Science and Nature Mix in ‘Passengers’ Production Design

Guy Hendrix Passengers Production Designer
Courtesy of Columbia Pictures

The challenge: design a massive spacecraft that can transport thousands of hibernating passengers on a 120-year journey across the vastness of space. Production designer Guy Hendrix Dyas embraced the project head-on, visualizing and then building the ship — and earning an Oscar nomination for his work.

His creation merged scientific theory, aerodynamic principles, modern architecture, innovative lighting design, and the fanciful beauty of nature. For the job, Dyas leaned on his industrial design background. Applying the principals of wind turbines, he sketched out a vision prior to his first meeting with director Morten Tyldum.

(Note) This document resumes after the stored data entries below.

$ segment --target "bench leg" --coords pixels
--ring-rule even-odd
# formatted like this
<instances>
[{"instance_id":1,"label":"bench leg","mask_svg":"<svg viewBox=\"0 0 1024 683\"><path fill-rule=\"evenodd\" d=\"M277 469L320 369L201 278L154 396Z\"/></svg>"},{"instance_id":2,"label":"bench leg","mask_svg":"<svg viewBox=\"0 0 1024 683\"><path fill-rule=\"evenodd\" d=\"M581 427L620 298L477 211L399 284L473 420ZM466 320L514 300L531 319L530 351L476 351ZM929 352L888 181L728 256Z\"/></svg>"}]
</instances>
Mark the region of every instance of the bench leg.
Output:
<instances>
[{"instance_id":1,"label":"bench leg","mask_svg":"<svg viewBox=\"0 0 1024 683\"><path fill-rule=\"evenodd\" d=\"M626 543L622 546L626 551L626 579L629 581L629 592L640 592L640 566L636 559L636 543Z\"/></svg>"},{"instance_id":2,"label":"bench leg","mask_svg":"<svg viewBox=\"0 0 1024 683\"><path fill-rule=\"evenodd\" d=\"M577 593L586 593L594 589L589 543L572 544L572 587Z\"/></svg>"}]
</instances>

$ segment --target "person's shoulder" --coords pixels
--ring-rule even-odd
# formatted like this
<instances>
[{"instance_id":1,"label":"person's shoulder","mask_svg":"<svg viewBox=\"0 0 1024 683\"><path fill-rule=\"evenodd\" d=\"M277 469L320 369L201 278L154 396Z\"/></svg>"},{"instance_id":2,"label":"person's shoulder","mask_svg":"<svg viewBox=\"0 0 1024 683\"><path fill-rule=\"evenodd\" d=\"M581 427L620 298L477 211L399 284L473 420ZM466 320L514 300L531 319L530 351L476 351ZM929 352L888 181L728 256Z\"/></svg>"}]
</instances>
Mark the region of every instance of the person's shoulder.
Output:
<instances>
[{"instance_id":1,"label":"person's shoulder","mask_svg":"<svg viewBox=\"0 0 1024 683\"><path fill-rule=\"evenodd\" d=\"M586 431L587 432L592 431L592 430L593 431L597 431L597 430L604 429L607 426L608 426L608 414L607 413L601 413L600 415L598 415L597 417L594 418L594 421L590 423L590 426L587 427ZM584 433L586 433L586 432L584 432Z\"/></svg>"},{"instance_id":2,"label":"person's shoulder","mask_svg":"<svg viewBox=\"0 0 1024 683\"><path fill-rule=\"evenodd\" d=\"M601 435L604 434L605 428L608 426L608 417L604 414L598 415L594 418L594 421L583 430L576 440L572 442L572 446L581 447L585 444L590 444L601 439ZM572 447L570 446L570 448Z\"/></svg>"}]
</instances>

Reflecting on scientific works he’d read about that involved spaceships sling-shooting through the universe, he imagined a vehicle constantly spinning to create its own gravity, with a
proboscis and outer limbs, and the grace of the Northern California sycamore he observed while designing “Steve Jobs.”

His next step was to ensure that Tyldum and the studio were on board.

“They were radical notions,” Dyas admits, “and I got some wide and worried eyes from Sony.”

In the end, his concept was greenlit. For the first 10 weeks of pre-production, Dyas worked with art directors, illustrators, and set designers to refine the structure inside and out, presenting 3D renderings and technical drawings on trace paper. The next 10 weeks were spent on a Pinewood Atlanta Studios soundstage, where he and his crew built out the various sets.

Dyas worked with art director Luke Freeborn and supervising art director David Lazan. Also on the team: construction coordinator Robert Blackburn, whose department and cutting tools were able to create exact matches to the technical drawings. With 64 metallic colors to layer on the finishes, Dyas put his trust in lead paint supervisor Christopher Woodworth, who provided automotive-quality paint finishes on top of wood.

The ship’s heart and spine had a NASA-esque compartmental organization, and was built with stainless steel. But Dyas also explored multiple color palettes, and he was thrilled to break away from the traditional model of a silver spaceship.

“It became a unique opportunity to introduce colors,” he says. “I tried to project moods without knocking you over the head.”

For example, Dyas designed the ship’s bar to be an inviting sanctuary that anyone would visit repeatedly, despite it being manned by a robot bartender, played by Michael Sheen. The design is inspired by 1920s architecture, and features warm reds and golds.

Lighting also played a major role in creating the colors — including the despondent blue of the natatorium and the antiseptic creams of some of the interiors. To develop unique lighting for all these areas, Dyas worked with DP Rodrigo Prieto.

Of all the film’s design challenges, Dyas most enthusiastically embraced the green-themed scene at the film’s conclusion. Inspired by 1972’s “Silent Running,” the elaborate design included robot greensmen, irrigation, and even a cabin in the woods. There were some vfx extensions, but everything else in the build was real.